As a journalist, Robert Darden had worked at Billboard magazine, writing a column on gospel music for eight years; he knows many of the country’s leading gospel record collectors. Together, they estimated that about 75 percent of all gospel recordings were currently unavailable.
So in 2005, Darden’s fears about old gospel music records disappearing led him to dash off a warning. He sent an unsolicited op-ed column to The New York Times — which typically receives around 800 such submissions a week. So he was surprised when the newspaper actually printed his call to action: “Gospel’s Got The Blues.”
“And the next morning,” Darden said, “I got a call from a gentleman named Charles M. Royce, who said, ‘I don’t know anything about gospel music, but I believe what you said. So you figure out how to save it, and I’ll pay for it.’ ”
Royce is an investment manager and a freelance philanthropist, giving money to projects he finds worthy. To create and store digital copies, Darden worked with Baylor librarians to devise a budget of $350,000 to build and staff a professional studio and archive. And so the Project found a home in the Moody Memorial Library on campus. After Royce’s donation ran out, Baylor has picked up the tab. The Restoration Project now has some 14,000 items digitized. Copies of the items are shared with the Smithsonian’s National Museum of African American History and Culture in D.C. [Here’s Darden’s 2007 interview with Terry Gross on Fresh Air.]
Because gospel songs were so often intertwined with preachers’ sermons — inspiring them, taking off from them — Darden in recent years has also begun collecting the recorded sermons and speeches of civil rights religious leaders. He was surprised to discover that, other than the famous speeches by Martin Luther King, very few were being preserved.
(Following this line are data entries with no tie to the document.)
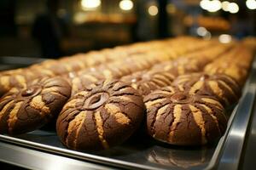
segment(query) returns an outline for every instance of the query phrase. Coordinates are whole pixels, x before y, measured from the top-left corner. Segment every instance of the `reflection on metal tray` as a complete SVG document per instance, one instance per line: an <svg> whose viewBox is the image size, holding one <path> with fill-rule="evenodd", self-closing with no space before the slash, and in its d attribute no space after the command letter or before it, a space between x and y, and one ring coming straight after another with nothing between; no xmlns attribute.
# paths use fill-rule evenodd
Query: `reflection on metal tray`
<svg viewBox="0 0 256 170"><path fill-rule="evenodd" d="M218 142L202 147L177 147L158 143L138 133L126 143L98 152L79 152L62 146L55 131L36 130L0 140L74 159L125 168L141 169L236 169L255 98L256 60L243 90L243 96L232 111L225 134Z"/></svg>

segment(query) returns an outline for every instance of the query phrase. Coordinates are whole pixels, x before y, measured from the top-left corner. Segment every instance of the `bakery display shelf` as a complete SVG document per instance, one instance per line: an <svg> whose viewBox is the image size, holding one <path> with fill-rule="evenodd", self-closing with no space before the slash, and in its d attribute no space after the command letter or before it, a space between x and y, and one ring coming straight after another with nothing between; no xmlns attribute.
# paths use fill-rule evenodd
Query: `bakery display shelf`
<svg viewBox="0 0 256 170"><path fill-rule="evenodd" d="M138 133L125 144L108 150L80 152L65 148L55 131L43 129L18 136L0 135L0 145L1 143L8 144L9 150L17 146L21 147L25 154L26 150L28 153L34 150L42 153L38 156L38 159L44 156L44 159L49 162L55 156L64 156L65 159L67 158L67 164L72 161L79 161L79 162L84 162L84 164L93 162L130 169L212 169L216 167L236 169L239 165L247 129L253 113L256 89L253 77L256 77L256 60L253 61L250 76L244 87L242 97L235 109L230 111L224 135L219 141L211 145L172 146L160 144ZM11 147L12 145L14 148ZM12 152L12 155L14 154L15 153ZM7 156L12 156L7 154ZM36 157L35 155L34 159ZM27 163L33 162L28 161Z"/></svg>

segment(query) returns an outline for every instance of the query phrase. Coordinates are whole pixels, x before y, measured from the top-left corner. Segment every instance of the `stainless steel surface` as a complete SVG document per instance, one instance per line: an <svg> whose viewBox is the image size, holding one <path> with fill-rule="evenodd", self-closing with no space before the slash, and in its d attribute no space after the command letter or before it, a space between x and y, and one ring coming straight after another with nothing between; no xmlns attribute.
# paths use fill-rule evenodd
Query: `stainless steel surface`
<svg viewBox="0 0 256 170"><path fill-rule="evenodd" d="M256 63L253 65L256 68ZM252 79L252 85L254 86L254 89L256 89L256 76ZM241 165L239 167L240 169L246 170L254 170L256 166L256 101L254 101L254 108L253 108L253 115L252 116L252 121L250 124L250 128L247 133L247 141L243 149L243 157L241 161Z"/></svg>
<svg viewBox="0 0 256 170"><path fill-rule="evenodd" d="M0 161L29 169L114 169L0 142Z"/></svg>
<svg viewBox="0 0 256 170"><path fill-rule="evenodd" d="M64 148L55 132L46 130L37 130L15 137L0 135L3 142L0 145L8 144L19 146L24 149L24 155L26 150L28 154L34 150L39 154L48 153L68 159L131 169L212 169L216 168L218 164L218 168L237 167L255 96L255 87L253 88L253 76L256 77L255 70L256 67L253 67L253 74L244 88L243 97L230 117L225 134L218 142L209 146L175 147L158 143L138 133L124 144L108 150L84 153ZM8 156L6 159L10 156ZM43 154L42 156L47 156Z"/></svg>

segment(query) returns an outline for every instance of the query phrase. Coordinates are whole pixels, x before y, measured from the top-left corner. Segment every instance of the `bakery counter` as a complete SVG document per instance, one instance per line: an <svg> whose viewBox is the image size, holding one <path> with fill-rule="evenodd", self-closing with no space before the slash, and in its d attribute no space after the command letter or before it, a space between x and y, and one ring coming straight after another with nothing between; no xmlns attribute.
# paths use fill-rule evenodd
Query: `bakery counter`
<svg viewBox="0 0 256 170"><path fill-rule="evenodd" d="M247 169L255 155L255 77L254 60L224 135L209 145L170 146L138 132L121 145L85 153L65 148L55 131L43 128L21 135L0 135L0 160L32 169Z"/></svg>

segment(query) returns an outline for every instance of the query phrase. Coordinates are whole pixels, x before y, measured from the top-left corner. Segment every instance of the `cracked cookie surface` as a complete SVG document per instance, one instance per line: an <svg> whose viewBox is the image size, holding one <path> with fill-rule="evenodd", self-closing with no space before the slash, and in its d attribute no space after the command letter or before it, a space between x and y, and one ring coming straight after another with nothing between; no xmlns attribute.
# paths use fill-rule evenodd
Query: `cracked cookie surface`
<svg viewBox="0 0 256 170"><path fill-rule="evenodd" d="M224 109L216 98L168 86L144 98L148 133L176 145L211 143L225 131Z"/></svg>
<svg viewBox="0 0 256 170"><path fill-rule="evenodd" d="M41 128L59 113L70 94L69 83L61 77L12 88L0 100L0 133L19 134Z"/></svg>
<svg viewBox="0 0 256 170"><path fill-rule="evenodd" d="M142 96L128 83L101 81L64 105L57 119L57 134L70 149L108 149L123 143L137 129L144 110Z"/></svg>
<svg viewBox="0 0 256 170"><path fill-rule="evenodd" d="M225 106L236 103L241 96L239 84L225 74L191 73L177 77L173 84L189 94L212 95Z"/></svg>
<svg viewBox="0 0 256 170"><path fill-rule="evenodd" d="M160 88L171 85L175 76L169 71L139 71L123 76L122 81L130 83L132 88L138 90L143 96Z"/></svg>

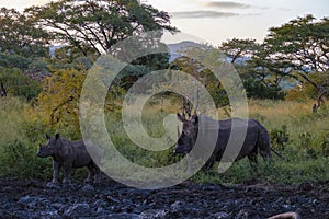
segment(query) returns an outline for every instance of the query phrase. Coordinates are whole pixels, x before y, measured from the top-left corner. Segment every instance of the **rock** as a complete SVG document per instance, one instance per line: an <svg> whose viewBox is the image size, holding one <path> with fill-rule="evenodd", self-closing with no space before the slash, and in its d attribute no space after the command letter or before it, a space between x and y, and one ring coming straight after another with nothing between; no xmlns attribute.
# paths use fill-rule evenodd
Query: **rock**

We’re talking about sermons by some of the most important leaders of the movement, such as Fred Shuttlesworth and Ralph Abernathy.
So — why preserve gospel? Because it’s not some historic relic. It still speaks to people. Gospel great Shirley Caesar released a new, angry, relevant song last year.
It’s called “Take Your Knee Off My Neck.”
And today, gospel reaches far beyond America. Darden pointed out, in 1989, “We Shall Overcome” was sung at the fall of the Berlin Wall.
“They sang it in the Arab Spring,” Darden said. “We have references on Tiananmen Square.”
Gospel songs have been able to provide strength and inspiration to so many for so long — because they also offer us joy.
Or, as Darden puts it, who doesn’t like “Oh Happy Day”?